Memory consumption issue - Githubissues

ggalmazor / lt_downsampling_java8

Largest Triangle Three Buckets downsampling algorithm implementation for Java8

Other

22 stars 4 forks source link

Memory consumption issue #23

Closed capsuleman closed 9 months ago

capsuleman commented 9 months ago

Hi @ggalmazor! I submitted a PR/opened an issue with a bug in your library about a year ago. Thanks again for your library; it's been incredibly useful in my project. Now, I'm reaching out for a feature request I'd like to implement in your library 😊

Context

In my project, we utilize the down-sampling library to visualize large datasets (approximately 1,000,000 points) on a web interface that can handle only a few thousand points. These points are timeseries with two attributes: timestamp (Date) and measure (long).

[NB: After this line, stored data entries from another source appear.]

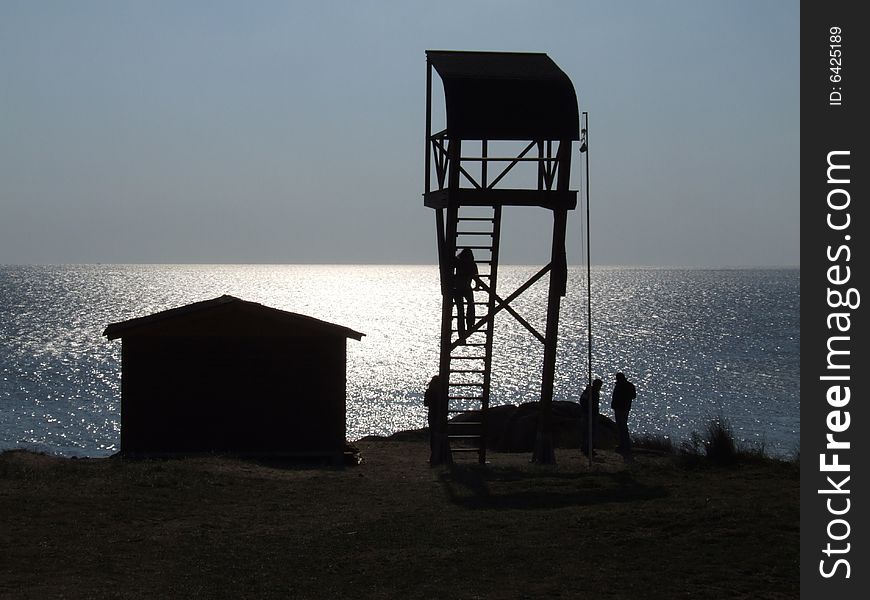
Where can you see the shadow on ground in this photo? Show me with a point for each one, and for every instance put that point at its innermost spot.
(476, 486)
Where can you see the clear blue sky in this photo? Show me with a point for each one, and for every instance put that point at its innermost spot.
(292, 132)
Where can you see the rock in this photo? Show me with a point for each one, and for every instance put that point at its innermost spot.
(512, 428)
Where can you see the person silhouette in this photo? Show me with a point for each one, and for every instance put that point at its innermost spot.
(623, 393)
(464, 284)
(588, 419)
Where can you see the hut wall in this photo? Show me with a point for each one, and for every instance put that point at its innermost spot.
(234, 394)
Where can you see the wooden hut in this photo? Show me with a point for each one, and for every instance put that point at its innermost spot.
(231, 376)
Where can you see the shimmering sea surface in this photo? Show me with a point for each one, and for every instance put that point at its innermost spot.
(697, 343)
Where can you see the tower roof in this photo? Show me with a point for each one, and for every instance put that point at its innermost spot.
(506, 96)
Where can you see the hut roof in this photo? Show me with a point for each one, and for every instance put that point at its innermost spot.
(506, 96)
(210, 316)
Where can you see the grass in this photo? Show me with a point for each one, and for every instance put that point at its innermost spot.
(393, 527)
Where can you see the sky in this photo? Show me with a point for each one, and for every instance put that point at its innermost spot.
(293, 132)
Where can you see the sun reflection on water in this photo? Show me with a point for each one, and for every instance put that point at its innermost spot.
(696, 343)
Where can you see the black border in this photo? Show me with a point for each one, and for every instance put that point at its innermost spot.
(826, 128)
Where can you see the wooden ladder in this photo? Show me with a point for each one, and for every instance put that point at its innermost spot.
(470, 356)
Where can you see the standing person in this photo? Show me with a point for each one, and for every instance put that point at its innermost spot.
(589, 419)
(623, 393)
(464, 283)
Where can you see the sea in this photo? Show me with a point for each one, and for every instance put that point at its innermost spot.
(699, 344)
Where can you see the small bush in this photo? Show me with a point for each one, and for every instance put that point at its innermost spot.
(654, 442)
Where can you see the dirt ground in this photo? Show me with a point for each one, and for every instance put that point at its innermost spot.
(394, 527)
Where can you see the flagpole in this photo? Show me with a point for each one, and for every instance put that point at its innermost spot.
(591, 415)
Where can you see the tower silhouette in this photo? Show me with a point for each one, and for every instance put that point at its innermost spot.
(510, 119)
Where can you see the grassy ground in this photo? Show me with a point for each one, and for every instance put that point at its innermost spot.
(393, 527)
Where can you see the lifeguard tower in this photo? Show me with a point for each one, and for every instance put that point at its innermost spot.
(510, 120)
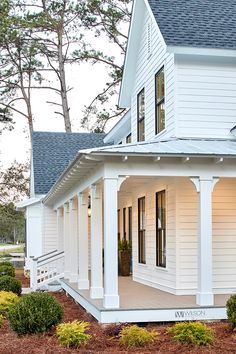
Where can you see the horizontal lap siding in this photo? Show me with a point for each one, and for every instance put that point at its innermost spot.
(145, 78)
(206, 100)
(50, 230)
(224, 234)
(149, 272)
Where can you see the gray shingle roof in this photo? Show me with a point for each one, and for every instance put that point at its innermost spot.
(197, 23)
(52, 152)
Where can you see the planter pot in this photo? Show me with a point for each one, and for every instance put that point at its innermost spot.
(125, 257)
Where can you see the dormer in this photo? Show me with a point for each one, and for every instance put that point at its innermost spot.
(180, 69)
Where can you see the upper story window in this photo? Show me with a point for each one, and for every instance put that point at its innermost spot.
(141, 115)
(160, 100)
(149, 39)
(128, 139)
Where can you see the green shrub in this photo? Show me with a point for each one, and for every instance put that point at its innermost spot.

To integrate with your library, I need to extend this class with com.ggalmazor.ltdownsampling.Point, which uses two BigDecimal. These two additions cost at least 32b x 2 per point. About a month ago, we encountered a memory issue when multiple requests were made simultaneously. As a quick fix, we increased the application's memory allocation. However, we're now seeking a long-term solution that would be more memory-efficient.

Proposed Implementation

I'm considering creating a new class, lighter than Point, without BigDecimal attributes x and y. Instead, it would have only getters and setters performing on-the-fly conversion between the attributes and the BigDecimal value used by the algorithm. This implementation would introduce a new class without altering the core of the library. The Point class would still be available for backward compatibility.

Potential Blockers

Are there any potential blockers for developing this implementation? I'm thinking about:

Utilizing specific BigDecimal methods
Intensively using BigDecimal values, which might negatively impact algorithm performance when converting values on-the-fly multiple times
Any other considerations?

I'd be thrilled to update the library in this direction and open a PR for these changes. Do you agree with updating the library in this direction?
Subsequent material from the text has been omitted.